先日、『ウォーターフォールを追いかけて』の関連イベントでSF作家の樋口恭介さんとシンポジウムを行った際、樋口さんから「演劇にはメインストリームを逸脱するような運動はあるのか?」といった質問を受け、答えに窮した。「オルタナティブへの試みはあるかもしれないが、演劇全体のマーケットがあまりに小さいために結局持続できずに終わる」と苦し紛れに回答した記憶がある。正確に言えば、新たなマーケットを開拓するためには極端な商業主義に走らざるを得ない。それはメインストリームから抜け出したとしても、また別のものに囚われてしまうように見える。60年代の小劇場運動は確かにひとつの成功例だったのかもしれないが、しかし私はそれを「失われた輝かしい過去」のようにしか知らない。SFというジャンルが純文学に対するひとつのオルタナティブとして独自の立場を形成し、その後発展していったようには(樋口さんは筒井康隆を引き合いに出していた)演劇のオルタナティブというものは成功していないだろう。可能性があるとすればアマチュアリズム、つまり食うことを前提としない創作活動においてかもしれない。一昔前までは「食えなければ本物ではない」と相手にされない風潮というのはあったが、最近はその風向きは徐々に変わっているように思う。食うことに固執しないからこそあらゆるものに囚われずに、自分のやりたい表現、新しい表現が可能になるのでは、という希望はあらゆる表現ジャンルの中で生まれているだろう。とはいえ、演劇は時間も体力も大いに消費するうえ、集団で協同して創作する表現形態なので、兼業で行うことに対する障壁がとても大きいという現実は依然としてある。
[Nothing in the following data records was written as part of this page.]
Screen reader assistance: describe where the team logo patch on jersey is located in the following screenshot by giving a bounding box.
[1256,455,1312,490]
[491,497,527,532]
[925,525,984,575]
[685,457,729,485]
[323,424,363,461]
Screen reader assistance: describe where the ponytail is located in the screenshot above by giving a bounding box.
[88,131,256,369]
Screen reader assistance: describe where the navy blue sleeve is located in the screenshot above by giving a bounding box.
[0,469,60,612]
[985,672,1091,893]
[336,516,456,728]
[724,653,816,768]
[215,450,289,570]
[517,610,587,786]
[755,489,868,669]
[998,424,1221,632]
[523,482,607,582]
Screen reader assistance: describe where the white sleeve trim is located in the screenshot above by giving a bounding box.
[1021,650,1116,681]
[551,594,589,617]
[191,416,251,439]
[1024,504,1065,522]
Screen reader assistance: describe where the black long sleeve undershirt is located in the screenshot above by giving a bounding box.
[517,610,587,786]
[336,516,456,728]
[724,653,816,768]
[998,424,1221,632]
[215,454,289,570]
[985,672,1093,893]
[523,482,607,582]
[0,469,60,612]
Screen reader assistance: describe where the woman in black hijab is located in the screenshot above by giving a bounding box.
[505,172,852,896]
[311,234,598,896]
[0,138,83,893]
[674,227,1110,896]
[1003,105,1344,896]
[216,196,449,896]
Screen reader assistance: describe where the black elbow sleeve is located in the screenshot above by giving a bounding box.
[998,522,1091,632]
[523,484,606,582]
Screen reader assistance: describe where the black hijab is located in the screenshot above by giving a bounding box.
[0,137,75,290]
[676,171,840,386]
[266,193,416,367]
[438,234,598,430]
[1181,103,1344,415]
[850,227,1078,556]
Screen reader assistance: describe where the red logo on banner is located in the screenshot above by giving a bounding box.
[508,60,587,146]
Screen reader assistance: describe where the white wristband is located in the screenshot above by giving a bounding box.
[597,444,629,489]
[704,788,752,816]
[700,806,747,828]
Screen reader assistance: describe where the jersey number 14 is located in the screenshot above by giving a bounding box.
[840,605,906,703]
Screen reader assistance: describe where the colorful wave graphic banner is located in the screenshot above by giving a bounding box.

(『ウォーターフォールを追いかけて』オンライン上演は10/31まで)

樋口さんの質問になぜ私が答えに窮したかと言うと、結局オルナタティブが実現できていないという回答をせざるを得なかったことがどことなく口惜しかったというのもあるが、オルタナティブということがそもそもあまり問題提起されないという事実が意識されたからだ。そしてその裏には、たとえ演劇界ではメインストリームと呼ばれるようなものであっても、結局世間一般の中ではマイノリティであるというねじれの構造があると思う。ここで言うマイノリティとは、単に数の話ではなくて、志向してるものの話だ。実際、演劇界のトップランナーで自民党支持者はほとんどいないだろう。おそらく、多くの演劇人はそもそも世間一般なるものに対するオルタナティブを目指している(それはインタビューやシンポジウムの場、Twitterの発言などから読み取れる)。そしてその中の多数派がメインストリームを構成する。ここに生まれるものは間違いなく権威と言われるもののはずだが、このメインストリームが権威主義として批判されることはまれだ。いくつか本を読んでいると、こういった権威主義に対する批判という事例は過去には確かにあったのかもしれない。しかし現代においては、構造に対する批判はどこか虚しく響く。有効なものはとても少ない。もちろん、その中でも勇気をもって知的に行動し、クリティカルな批判をする人々は存在する。だがそれが一部のマイナーな運動に見えてしまうくらい、構造は硬直してしまっているのではないだろうか。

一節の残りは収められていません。